Antigamente, o contribuinte se valia dos seus registros para calcular seus impostos na forma da lei e em seguida rezava para que suas contas nunca fossem devassadas por uma fiscalização. Devido a insuficiente estrutura nos quadros de agentes fiscalizadores, ficava definitivamente valendo aquilo que era recolhido. O fisco não dispunha de meios para avaliar a correta aplicação da lei junto a todos os contribuintes. Com o advento das normas voltadas para declaração prévia daquilo que era recolhido e a evolução dos meios eletrônicos de entrega dessas obrigações acessórias, o contribuinte passou a ser mais cauteloso em vista dos cruzamentos de informações. Um avanço espetacular nesse sentido ocorreu com a implantação do Sintegra, que formou uma rede de troca de informações entre os entes federativos possibilitando um controle inteligente das operações de compra e venda de mercadorias. Os registros de tais operações passaram a ser armazenadas no RIS (Rede de Informações Sintegra).

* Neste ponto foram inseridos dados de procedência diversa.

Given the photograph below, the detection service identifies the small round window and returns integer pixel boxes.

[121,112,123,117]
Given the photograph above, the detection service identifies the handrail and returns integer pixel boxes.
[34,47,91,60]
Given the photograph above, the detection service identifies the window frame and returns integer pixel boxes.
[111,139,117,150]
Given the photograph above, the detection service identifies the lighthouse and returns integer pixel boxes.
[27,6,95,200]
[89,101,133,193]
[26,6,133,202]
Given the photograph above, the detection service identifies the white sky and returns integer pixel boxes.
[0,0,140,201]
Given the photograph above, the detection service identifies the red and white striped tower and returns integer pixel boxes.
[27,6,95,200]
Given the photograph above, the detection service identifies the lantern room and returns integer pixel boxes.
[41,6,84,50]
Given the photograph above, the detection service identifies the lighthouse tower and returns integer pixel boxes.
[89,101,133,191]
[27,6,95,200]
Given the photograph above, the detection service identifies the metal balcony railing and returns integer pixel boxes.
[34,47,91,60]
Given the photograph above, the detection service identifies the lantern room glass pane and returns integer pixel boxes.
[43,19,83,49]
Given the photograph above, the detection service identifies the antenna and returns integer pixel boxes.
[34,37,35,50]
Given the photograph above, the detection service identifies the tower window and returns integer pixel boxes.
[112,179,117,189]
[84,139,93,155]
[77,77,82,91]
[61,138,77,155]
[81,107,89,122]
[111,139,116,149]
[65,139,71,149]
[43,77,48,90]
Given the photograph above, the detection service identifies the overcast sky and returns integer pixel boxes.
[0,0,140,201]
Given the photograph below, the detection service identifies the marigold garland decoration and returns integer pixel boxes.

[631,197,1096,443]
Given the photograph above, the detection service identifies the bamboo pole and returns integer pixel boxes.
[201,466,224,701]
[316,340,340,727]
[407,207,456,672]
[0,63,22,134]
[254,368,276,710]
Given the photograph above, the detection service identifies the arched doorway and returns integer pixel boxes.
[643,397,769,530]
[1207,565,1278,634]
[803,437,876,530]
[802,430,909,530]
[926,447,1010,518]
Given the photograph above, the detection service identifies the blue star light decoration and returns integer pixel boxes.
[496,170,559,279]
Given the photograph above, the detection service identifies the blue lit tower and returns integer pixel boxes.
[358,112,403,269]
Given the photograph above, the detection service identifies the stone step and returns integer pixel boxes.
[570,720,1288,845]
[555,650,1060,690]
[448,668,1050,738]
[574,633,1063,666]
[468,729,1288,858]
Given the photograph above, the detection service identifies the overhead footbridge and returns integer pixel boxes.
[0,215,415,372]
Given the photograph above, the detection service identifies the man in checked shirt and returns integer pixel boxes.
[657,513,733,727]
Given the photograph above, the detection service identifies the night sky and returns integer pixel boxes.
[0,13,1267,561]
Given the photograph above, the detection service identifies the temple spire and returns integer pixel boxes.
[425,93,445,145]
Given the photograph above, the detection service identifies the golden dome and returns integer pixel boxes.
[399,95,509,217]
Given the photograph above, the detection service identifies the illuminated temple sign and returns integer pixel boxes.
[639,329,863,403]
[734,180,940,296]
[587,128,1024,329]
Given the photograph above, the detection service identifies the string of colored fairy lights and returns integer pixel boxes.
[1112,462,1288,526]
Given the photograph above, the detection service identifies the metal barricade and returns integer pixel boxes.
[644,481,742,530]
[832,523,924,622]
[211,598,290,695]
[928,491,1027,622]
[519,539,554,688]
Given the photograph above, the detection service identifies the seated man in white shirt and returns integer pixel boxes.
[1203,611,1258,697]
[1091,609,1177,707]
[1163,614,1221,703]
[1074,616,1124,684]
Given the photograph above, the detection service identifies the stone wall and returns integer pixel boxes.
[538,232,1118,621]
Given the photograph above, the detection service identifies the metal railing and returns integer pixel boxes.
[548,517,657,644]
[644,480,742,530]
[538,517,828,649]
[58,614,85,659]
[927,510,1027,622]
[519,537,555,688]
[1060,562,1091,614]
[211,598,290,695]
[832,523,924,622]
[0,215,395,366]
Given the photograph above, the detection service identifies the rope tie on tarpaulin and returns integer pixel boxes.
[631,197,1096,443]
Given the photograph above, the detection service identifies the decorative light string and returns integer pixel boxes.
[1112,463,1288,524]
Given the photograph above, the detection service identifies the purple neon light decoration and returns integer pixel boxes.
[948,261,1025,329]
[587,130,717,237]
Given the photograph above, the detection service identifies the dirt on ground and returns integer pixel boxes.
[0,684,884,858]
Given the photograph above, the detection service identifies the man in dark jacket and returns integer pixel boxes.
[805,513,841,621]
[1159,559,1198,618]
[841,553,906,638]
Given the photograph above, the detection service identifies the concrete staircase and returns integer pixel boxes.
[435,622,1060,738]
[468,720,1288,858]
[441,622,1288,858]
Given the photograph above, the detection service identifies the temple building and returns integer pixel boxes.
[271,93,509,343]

A experiência do Sintegra contribuiu sobremaneira para o desenho do que viria em seguida. O Decreto n° 6.022/2007 instituiu o Sistema Público de Escrituração Digital (SPED), o qual obriga várias empresas a repassar para o fisco todos os seus registros contábeis e fiscais na forma de arquivos eletrônicos. Vários outros dispositivos legais estão envolvidos na operacionalização dessa nova modalidade de controle fisco-tributário. Dentre as mais importantes está a MP n° 2.200-2/2001 que Instituiu a Infra-Estrutura de Chaves Públicas Brasileira (ICP- Brasil), uma forma de garantir a autenticidade, integridade e a validade jurídica de documentos em forma eletrônica e das aplicações habilitadas que utilizarem certificados digitais.

O SPED é o instrumento que unifica as atividades de recepcionar, validar, armazenar e autenticar os livros e documentos que integram a escrituração comercial e fiscal de grande número de empresas, mediante fluxo único e computadorizado de informações (art. 2º Dec. 6.022/07). Tem como objetivo tornar mais célere a identificação de ilícitos tributários com a melhoria do controle dos processos.

Deduz-se então que dessa forma o fisco se tornará onipresente nas organizações - uma espécie de Big Brother. O SPED dará ao fisco um imenso poder de controle, visto que ele poderá fazer uma infinidade de processamentos a partir do seu repositório de dados. Existem tecnologias avançadas de garimpagem de dados (data mining) que se bem trabalhadas podem produzir informações de alta relevância e identificar operações irregulares em negócios aparentemente legais.